In [1]:
import pandas as pd 
import numpy as np
import joblib
from ast import literal_eval

In [None]:
DUMP = True

In [2]:
df_items = pd.read_csv('./data/items.csv', names = ['id', 'name', 'russian', 'kind', 'item_episodes', 'item_aired', 'item_score'])
df = pd.read_csv('./data/interactions.csv', names = ['user_id', 'user_name', 'rating', 'timestamp', 'item_id', 'item_name', 'item_russian'])
df_users = pd.read_csv('./data/users.csv', names = ['user_id', 'sex', 'age'])

In [3]:
animes = pd.read_csv('./data/anime_preprocessong.csv')
genres_map = pd.Series(animes['genres'].values, index=animes['id']).to_dict()
df_items['genres'] = df_items['id'].map(genres_map.get)

In [4]:
df_items['genres'] = df_items['genres'].fillna('genres_unknown')
df_items['kind'] = df_items['kind'].fillna('kind_unknown')
genres = df_items['genres'].unique()
kind = df_items['kind'].unique()
item_features = np.append(genres, kind)
item_features

array(['Action,Drama,Mystery,Supernatural,Police',
       'Comedy,Drama,Romance,Josei', 'Sports,School,Shounen', ..., 'ona',
       'music', 'kind_unknown'], dtype=object)

In [5]:
df_users['age'] = pd.qcut(df_users['age'], 4, labels=['6_24', '24_26', '26_29', '29_35']).astype('category')
df_users['age'] = df_users['age'].cat.add_categories('age_unknown')
df_users['age'] = df_users['age'].fillna('age_unknown')
age_features = df_users['age'].unique()
age_features

['age_unknown', '26_29', '6_24', '29_35', '24_26']
Categories (5, object): ['6_24' < '24_26' < '26_29' < '29_35' < 'age_unknown']

In [6]:
df_users['sex'] = np.array(df_users['sex'].astype(str))
df_users['sex'] = df_users['sex'].fillna('sex_unknown')
sex_features = df_users['sex'].unique()
sex_features

array(['male', 'nan', 'female'], dtype=object)

In [7]:
user_features = np.append(age_features, sex_features)
user_features

array(['age_unknown', '26_29', '6_24', '29_35', '24_26', 'male', 'nan',
       'female'], dtype=object)

In [8]:
df_users['features'] = df_users[['age', 'sex']].astype(str).apply(lambda x: list(x), axis=1)

In [9]:
df_items['features'] = df_items[['genres', 'kind']].astype(str).apply(lambda x: list(x), axis=1)

In [10]:
from lightfm.data import Dataset
from lightfm import LightFM
from sklearn.model_selection import KFold
from tqdm import tqdm

In [11]:
dataset = Dataset()
dataset.fit(df['user_id'].unique(), df['item_id'].unique())

In [12]:
dataset.fit_partial(user_features=user_features)
dataset.fit_partial(item_features=item_features)

In [13]:
num_users, num_items = dataset.interactions_shape()
num_users, num_items

(31526, 14717)

In [14]:
lightfm_mapping = dataset.mapping()
lightfm_mapping = {
    'users_mapping': lightfm_mapping[0],
    'user_features_mapping': lightfm_mapping[1],
    'items_mapping': lightfm_mapping[2],
    'item_features_mapping': lightfm_mapping[3],
}
print('users_mapping len - ', len(lightfm_mapping['users_mapping']))
print('user_features_mapping len - ', len(lightfm_mapping['user_features_mapping']))
print('items_mapping len - ', len(lightfm_mapping['items_mapping']))
print('Users item_features_mapping len - ', len(lightfm_mapping['item_features_mapping']))

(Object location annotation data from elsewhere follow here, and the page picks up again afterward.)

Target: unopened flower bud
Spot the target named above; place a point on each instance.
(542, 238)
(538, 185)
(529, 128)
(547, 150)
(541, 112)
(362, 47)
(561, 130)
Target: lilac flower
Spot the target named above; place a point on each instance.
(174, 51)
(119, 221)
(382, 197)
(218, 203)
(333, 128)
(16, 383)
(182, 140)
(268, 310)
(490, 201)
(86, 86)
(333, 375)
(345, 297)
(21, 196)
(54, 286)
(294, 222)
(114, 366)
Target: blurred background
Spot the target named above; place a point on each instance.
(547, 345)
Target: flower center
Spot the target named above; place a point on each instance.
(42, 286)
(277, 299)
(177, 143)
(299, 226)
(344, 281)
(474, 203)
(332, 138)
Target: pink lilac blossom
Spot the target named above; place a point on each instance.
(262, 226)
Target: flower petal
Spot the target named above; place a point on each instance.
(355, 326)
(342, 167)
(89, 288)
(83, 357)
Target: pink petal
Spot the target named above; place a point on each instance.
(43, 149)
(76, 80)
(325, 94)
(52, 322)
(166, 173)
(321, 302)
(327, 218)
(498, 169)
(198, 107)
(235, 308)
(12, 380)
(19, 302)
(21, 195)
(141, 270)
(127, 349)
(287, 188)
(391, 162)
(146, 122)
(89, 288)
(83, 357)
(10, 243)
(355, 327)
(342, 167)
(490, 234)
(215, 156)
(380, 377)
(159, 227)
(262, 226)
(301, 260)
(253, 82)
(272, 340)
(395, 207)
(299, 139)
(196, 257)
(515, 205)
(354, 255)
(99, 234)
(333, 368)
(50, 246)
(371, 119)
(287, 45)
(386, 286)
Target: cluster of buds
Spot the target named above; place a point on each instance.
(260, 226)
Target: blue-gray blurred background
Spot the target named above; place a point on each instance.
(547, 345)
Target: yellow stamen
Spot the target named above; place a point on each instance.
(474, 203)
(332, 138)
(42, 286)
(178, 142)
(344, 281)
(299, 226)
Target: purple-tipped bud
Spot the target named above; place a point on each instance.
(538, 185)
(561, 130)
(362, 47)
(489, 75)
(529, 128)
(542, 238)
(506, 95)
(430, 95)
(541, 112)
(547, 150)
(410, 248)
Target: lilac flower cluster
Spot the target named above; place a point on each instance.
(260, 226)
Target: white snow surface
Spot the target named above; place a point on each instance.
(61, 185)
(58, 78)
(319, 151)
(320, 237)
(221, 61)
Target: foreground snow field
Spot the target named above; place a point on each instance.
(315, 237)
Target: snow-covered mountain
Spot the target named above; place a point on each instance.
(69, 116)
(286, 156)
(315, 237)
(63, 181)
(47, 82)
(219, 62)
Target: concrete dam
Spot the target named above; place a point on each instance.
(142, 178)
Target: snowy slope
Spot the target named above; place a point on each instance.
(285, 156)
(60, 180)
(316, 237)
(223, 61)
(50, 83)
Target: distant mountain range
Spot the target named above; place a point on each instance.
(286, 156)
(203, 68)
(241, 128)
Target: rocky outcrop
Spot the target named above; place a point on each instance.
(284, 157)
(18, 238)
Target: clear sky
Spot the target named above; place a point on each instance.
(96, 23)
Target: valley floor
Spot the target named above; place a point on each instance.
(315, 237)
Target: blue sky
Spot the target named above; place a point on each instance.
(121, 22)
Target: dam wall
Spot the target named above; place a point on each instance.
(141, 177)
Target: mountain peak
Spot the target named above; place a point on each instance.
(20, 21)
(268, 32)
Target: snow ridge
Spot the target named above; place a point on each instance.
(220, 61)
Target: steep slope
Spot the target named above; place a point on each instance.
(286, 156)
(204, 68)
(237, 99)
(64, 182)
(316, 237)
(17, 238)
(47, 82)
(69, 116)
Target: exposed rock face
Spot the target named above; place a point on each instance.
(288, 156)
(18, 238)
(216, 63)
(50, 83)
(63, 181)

users_mapping len -  31526
user_features_mapping len -  31534
items_mapping len -  14717
Users item_features_mapping len -  17497


In [15]:
lightfm_mapping['users_inv_mapping'] = {v: k for k, v in lightfm_mapping['users_mapping'].items()}
lightfm_mapping['items_inv_mapping'] = {v: k for k, v in lightfm_mapping['items_mapping'].items()}

In [16]:
num_user_features = dataset.user_features_shape()
num_show_features = dataset.item_features_shape()
print('Num user features: {} -> {}\nnum item features: {} -> {}.'.format(
    num_user_features[1] - num_users, num_user_features[1], 
    num_show_features[1] - num_items, num_show_features[1]))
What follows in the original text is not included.